Quantumness of gravitational cat states in correlated dephasing channels

TL;DR

This paper investigates how classical correlations in dephasing channels affect the quantum coherence and non-locality of gravitational cat states, revealing potential for enhanced quantum features in gravitational systems.

Contribution

It introduces an analysis of classical correlations' effects on gravitational cat states in dephasing channels, highlighting their role in preserving quantum properties.

Findings

Classical correlations can enhance quantum coherence and Bell non-locality.

Gravitational interaction influences quantum characteristics in complex ways.

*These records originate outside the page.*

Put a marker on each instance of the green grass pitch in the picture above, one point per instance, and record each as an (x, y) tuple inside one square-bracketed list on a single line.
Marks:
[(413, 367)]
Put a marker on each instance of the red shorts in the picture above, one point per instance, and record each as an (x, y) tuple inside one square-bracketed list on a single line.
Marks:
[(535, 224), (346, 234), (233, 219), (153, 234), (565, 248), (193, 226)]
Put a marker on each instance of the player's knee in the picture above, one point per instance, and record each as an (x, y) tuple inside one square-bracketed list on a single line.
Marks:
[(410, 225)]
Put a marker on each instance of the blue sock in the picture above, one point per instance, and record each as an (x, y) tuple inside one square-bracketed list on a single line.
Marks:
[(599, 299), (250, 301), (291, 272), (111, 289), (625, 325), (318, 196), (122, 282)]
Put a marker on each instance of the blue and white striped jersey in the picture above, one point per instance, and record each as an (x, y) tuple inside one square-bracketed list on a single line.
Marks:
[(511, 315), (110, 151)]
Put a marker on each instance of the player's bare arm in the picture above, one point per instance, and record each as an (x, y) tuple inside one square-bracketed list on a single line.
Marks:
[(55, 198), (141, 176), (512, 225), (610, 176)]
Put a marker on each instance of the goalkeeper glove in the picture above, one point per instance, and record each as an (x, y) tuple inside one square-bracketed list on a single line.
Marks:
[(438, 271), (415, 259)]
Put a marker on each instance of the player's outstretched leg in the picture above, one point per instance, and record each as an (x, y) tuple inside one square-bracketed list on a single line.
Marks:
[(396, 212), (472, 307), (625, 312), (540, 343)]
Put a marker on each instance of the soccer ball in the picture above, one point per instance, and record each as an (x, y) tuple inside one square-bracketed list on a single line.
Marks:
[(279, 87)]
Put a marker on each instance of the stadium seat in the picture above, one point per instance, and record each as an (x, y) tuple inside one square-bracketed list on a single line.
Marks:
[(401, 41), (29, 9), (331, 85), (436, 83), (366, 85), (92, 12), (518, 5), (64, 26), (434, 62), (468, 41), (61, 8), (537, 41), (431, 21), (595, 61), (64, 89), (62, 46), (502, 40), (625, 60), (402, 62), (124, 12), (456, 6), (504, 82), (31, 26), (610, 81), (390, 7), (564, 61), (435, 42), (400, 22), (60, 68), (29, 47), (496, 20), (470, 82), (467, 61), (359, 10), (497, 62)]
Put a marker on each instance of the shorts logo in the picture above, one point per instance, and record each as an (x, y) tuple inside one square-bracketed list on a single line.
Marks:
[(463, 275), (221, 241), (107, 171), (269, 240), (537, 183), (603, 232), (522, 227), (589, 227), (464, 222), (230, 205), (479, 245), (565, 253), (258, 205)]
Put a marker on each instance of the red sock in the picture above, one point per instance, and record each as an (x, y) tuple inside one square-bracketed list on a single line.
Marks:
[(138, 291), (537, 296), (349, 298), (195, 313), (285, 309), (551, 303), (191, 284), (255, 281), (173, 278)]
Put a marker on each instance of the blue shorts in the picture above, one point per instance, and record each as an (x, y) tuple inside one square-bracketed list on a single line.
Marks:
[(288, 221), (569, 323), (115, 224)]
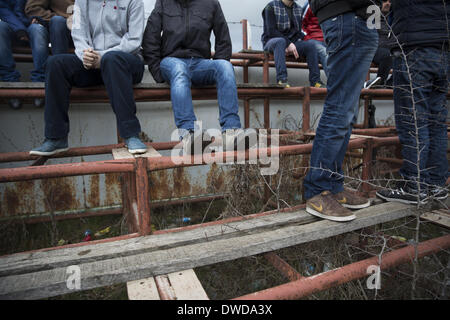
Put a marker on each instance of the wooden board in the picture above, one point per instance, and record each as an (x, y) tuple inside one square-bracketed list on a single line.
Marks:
[(193, 251)]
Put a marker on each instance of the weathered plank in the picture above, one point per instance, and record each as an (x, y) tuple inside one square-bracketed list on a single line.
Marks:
[(144, 289), (44, 260), (121, 269)]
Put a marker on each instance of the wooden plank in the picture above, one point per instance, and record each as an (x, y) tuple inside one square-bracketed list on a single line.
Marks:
[(120, 269), (42, 260), (144, 289), (187, 286), (122, 153)]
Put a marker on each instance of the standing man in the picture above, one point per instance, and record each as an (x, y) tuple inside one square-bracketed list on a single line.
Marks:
[(177, 49), (421, 78), (283, 35), (107, 37), (351, 46)]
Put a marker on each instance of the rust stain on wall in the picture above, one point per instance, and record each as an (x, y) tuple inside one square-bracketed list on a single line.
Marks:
[(94, 191), (59, 194), (113, 188)]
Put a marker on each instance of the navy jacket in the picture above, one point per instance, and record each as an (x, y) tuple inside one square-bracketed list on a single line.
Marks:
[(12, 12), (421, 22)]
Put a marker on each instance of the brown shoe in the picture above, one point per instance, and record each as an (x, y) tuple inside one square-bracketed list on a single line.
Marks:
[(325, 206), (349, 199)]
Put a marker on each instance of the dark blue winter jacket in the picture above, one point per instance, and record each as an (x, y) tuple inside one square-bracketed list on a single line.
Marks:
[(422, 22), (12, 12)]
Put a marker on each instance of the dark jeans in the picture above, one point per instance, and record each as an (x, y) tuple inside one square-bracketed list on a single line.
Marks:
[(118, 72), (351, 47), (420, 115), (308, 49), (383, 59)]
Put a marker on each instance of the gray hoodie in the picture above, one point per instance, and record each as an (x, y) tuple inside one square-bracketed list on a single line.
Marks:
[(108, 25)]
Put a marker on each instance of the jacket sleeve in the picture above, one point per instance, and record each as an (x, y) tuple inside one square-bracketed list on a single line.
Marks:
[(223, 45), (132, 40), (271, 25), (39, 9), (7, 15), (152, 42), (80, 29)]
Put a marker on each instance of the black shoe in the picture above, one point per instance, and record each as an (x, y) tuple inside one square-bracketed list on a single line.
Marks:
[(38, 102), (15, 103), (439, 193), (402, 194), (192, 139)]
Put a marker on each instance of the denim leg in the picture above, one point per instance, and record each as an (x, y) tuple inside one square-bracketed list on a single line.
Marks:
[(383, 59), (420, 117), (39, 48), (120, 70), (351, 47), (175, 71), (61, 74), (321, 49), (308, 49), (221, 74), (8, 70), (278, 46), (59, 35)]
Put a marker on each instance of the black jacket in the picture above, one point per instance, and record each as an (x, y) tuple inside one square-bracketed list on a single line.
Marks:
[(421, 22), (325, 9), (182, 29)]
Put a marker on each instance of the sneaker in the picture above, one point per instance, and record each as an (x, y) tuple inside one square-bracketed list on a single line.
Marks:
[(319, 85), (326, 206), (370, 83), (439, 193), (135, 145), (349, 199), (51, 147), (15, 103), (284, 83), (402, 194)]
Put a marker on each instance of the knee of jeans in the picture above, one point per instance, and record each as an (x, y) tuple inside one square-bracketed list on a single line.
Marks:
[(57, 22)]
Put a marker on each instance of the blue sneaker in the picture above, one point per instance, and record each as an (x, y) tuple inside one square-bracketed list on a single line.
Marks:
[(51, 147), (135, 145)]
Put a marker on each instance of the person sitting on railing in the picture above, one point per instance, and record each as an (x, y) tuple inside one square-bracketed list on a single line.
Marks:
[(313, 34), (282, 35), (383, 57), (177, 49), (421, 76), (107, 51), (15, 30)]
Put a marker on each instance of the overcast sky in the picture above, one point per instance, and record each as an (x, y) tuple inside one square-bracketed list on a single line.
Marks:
[(235, 11)]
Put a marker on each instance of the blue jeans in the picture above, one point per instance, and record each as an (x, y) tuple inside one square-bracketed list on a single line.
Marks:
[(430, 72), (181, 73), (307, 49), (351, 47), (118, 72), (39, 47), (322, 54), (8, 72)]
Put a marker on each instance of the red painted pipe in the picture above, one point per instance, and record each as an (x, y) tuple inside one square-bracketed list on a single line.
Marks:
[(306, 286)]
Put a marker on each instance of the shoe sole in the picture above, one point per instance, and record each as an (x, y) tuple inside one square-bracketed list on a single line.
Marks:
[(42, 153), (356, 206), (399, 200), (324, 216)]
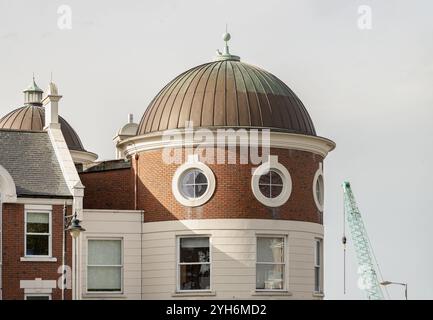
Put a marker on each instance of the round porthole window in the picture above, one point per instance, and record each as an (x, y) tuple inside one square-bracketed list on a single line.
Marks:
[(271, 183), (193, 183), (318, 189)]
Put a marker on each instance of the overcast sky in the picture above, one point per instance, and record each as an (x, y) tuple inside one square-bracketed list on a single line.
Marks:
[(369, 90)]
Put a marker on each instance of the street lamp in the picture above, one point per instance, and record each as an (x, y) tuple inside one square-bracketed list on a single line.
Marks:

Enhanced quantum features could impact gravitational physics and quantum information processing.

Abstract

We study the quantumness of gravitational cat states in correlated dephasing channels. Our focus is on exploring how classical correlations between successive actions of a dephasing channel influence the decoherence of two gravitational cats (two qubits) at a thermal regime. The results show that the quantum coherence, local quantum Fisher information, and Bell non-locality can be significantly enhanced by augmenting classical correlations throughout the entire duration when the two qubits pass the channel. However, the gravitational interaction and energy gap between states exhibit intricate impacts on the quantum characteristics of gravitational cats. New features are reported that can be significant for both gravitational physics and quantum information processing.